Landlines have been decreasing in prominence for years. The US Centers for Disease Control released a survey that stated that most households (and adults) only have cell phones. Especially younger adults (aged 25 – 34) and renters with 70% being wireless only. Globally, more people have cell phones than ever had landlines.

Perhaps Amazon has landlines on the brain because the retail giant announced that regular Echoes and Echo Dots will be able to make voice calls in the near future. Meaning that if you have an Echo and the Alexa app, you will be able to communicate with friends and family through the device.
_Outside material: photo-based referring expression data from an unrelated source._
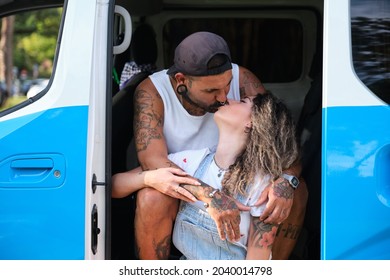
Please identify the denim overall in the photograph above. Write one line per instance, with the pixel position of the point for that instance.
(195, 234)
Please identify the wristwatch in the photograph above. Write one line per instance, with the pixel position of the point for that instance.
(294, 182)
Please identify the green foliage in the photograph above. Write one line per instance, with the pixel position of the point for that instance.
(35, 39)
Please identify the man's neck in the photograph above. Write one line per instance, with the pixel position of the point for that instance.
(192, 109)
(230, 146)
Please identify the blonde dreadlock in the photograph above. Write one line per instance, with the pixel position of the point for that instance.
(271, 147)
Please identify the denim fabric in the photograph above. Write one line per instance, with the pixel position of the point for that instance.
(195, 235)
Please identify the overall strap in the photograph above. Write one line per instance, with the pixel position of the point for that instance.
(205, 163)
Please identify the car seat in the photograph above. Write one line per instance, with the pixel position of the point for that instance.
(144, 48)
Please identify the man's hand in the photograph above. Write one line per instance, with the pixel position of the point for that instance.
(280, 197)
(169, 180)
(225, 211)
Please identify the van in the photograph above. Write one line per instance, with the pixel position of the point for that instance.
(328, 60)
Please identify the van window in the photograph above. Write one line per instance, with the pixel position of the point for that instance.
(271, 48)
(370, 24)
(27, 47)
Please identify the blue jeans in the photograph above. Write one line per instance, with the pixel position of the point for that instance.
(195, 235)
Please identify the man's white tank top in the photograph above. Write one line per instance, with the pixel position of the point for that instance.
(183, 131)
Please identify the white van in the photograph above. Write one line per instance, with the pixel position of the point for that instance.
(327, 59)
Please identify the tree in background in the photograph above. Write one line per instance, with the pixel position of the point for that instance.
(28, 42)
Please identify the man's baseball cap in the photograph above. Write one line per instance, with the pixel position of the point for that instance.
(193, 55)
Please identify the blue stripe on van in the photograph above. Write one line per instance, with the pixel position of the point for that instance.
(356, 183)
(42, 185)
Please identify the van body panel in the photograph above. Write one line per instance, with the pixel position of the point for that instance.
(52, 206)
(42, 203)
(355, 151)
(356, 191)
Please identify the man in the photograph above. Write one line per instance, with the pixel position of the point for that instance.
(173, 112)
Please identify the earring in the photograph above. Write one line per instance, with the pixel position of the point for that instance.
(181, 89)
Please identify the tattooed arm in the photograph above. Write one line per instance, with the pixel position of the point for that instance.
(260, 240)
(126, 183)
(223, 209)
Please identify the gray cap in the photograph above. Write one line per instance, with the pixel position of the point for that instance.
(193, 54)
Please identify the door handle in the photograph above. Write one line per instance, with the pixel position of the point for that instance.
(32, 171)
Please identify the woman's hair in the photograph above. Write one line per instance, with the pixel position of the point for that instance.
(271, 148)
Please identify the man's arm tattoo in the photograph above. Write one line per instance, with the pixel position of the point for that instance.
(283, 189)
(146, 120)
(262, 235)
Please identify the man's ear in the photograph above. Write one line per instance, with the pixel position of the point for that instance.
(180, 78)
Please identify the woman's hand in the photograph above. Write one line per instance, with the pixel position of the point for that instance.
(280, 197)
(225, 211)
(168, 181)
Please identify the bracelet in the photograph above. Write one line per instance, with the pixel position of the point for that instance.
(213, 193)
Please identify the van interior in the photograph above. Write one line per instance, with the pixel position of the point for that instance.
(279, 41)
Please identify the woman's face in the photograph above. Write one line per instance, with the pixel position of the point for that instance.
(236, 113)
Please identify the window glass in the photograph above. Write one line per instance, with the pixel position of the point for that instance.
(27, 48)
(370, 23)
(271, 48)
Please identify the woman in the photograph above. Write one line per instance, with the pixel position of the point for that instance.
(256, 142)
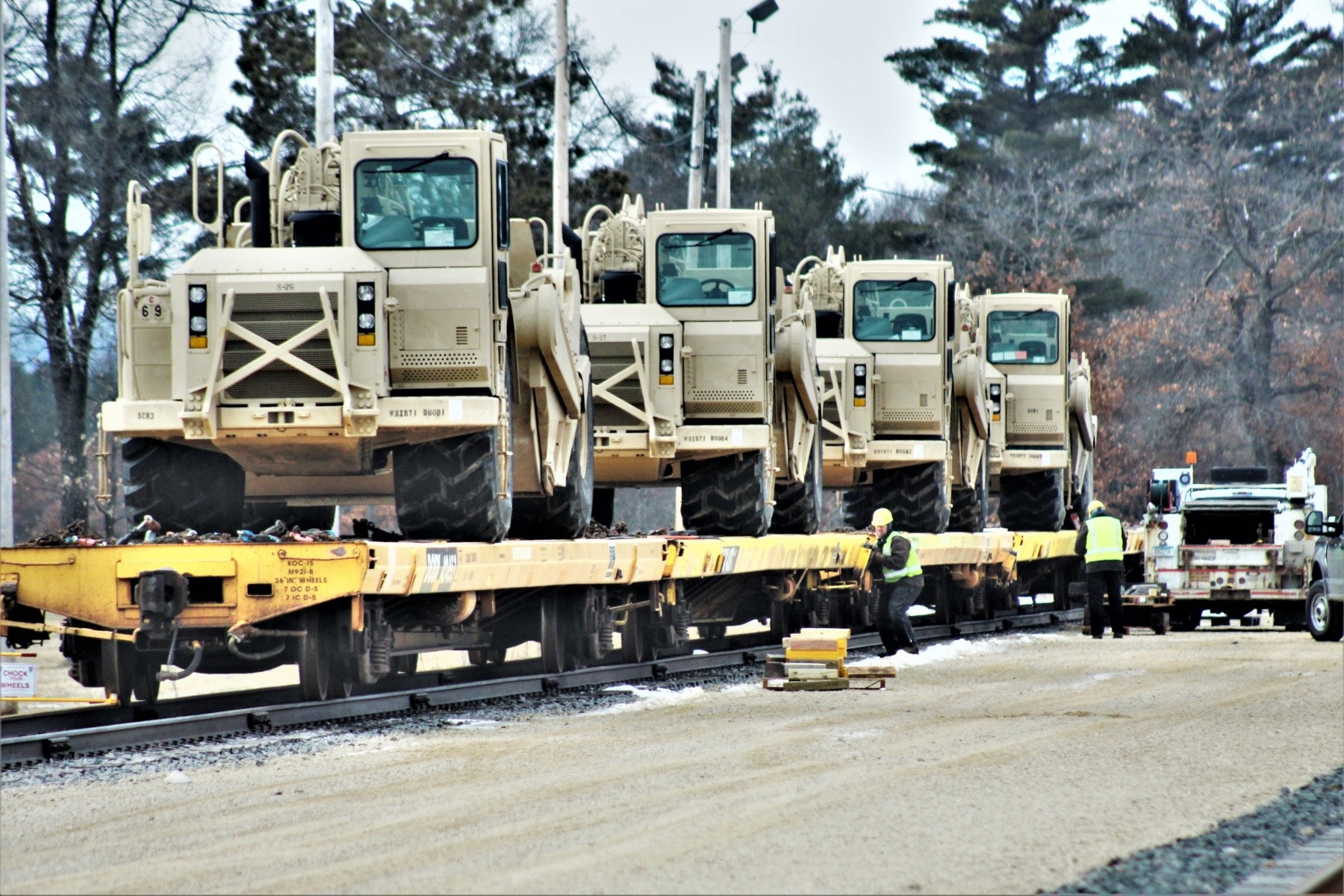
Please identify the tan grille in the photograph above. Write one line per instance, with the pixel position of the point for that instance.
(438, 359)
(608, 361)
(915, 417)
(722, 395)
(722, 408)
(276, 317)
(440, 375)
(1036, 429)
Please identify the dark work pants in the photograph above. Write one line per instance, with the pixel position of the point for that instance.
(894, 622)
(1098, 586)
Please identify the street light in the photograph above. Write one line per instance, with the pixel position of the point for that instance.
(762, 11)
(729, 66)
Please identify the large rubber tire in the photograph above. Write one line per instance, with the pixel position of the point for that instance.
(797, 505)
(567, 511)
(261, 516)
(968, 509)
(1031, 501)
(917, 497)
(183, 488)
(1324, 618)
(858, 507)
(726, 494)
(971, 505)
(450, 489)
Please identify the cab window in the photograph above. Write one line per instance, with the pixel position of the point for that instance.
(894, 311)
(1023, 337)
(706, 269)
(416, 203)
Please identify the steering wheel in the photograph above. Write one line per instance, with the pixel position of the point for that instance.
(717, 282)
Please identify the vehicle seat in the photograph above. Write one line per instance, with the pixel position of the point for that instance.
(1034, 349)
(910, 321)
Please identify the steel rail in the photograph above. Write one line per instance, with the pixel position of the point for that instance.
(257, 714)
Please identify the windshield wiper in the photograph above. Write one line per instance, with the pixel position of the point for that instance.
(420, 164)
(709, 240)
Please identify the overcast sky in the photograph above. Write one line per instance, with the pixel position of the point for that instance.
(831, 50)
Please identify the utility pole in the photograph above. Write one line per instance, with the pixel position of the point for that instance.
(6, 379)
(697, 186)
(326, 53)
(561, 155)
(725, 199)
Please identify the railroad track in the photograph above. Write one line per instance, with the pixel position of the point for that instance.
(60, 735)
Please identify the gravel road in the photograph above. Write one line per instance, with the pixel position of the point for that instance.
(1006, 766)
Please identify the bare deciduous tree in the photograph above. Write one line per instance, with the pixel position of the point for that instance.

Ok, let’s look past the would be calling feature and look at what the Echo can already do. Order things. And it doesn’t need to be specific goods. You could simply tell Alexa to order laundry detergent and, without specification, which brand would you expect to receive? That is a little bit of a trick question because it doesn’t really matter which brand as Alexa is brand agnostic. One brand can mostly be replaced by another, especially in the CPG product market.

So, what does this mean? Well, in a way, brands have a new target audience to think about, Alexa. But, Alexa is only a device. There is no demographic or target audience. The only true factor or commonality is the device itself. But, how can a brand market to an algorithm?

“Yet this fictional-tech persona doesn’t really exist in the real world as a customer. She is not a flesh-and-blood shopper. She represents no demographic, no socio-economic strata, no generational divide. She is both the competition and the channel, friend and foe, Boomer and millennial.” – Lee Peterson, Executive Vice President, Brand, Strategy & Design at WD Partners

Alexa, by way of Amazon as a whole, is both a channel and a store, a force to be reckoned with across the entire retail space. And that doesn’t look to be changing, ever. We are getting to a place where technology is truly making life easier; whether it is asking Alexa how many ounces are in a cup, calling you an Uber or telling you the news while you get ready in the morning. In this always on world, that convenience is welcome, which could be one of the reasons that the Echo is in 11 million homes.

So, I will leave you with this, when there are no physical spaces (mailers, stores, display ads, etc.) for brands to exist, for them to come to life and grab the attention of the consumer, how will they court shoppers? How do brands, that have relied heavily on visuals, compete where they cannot be seen?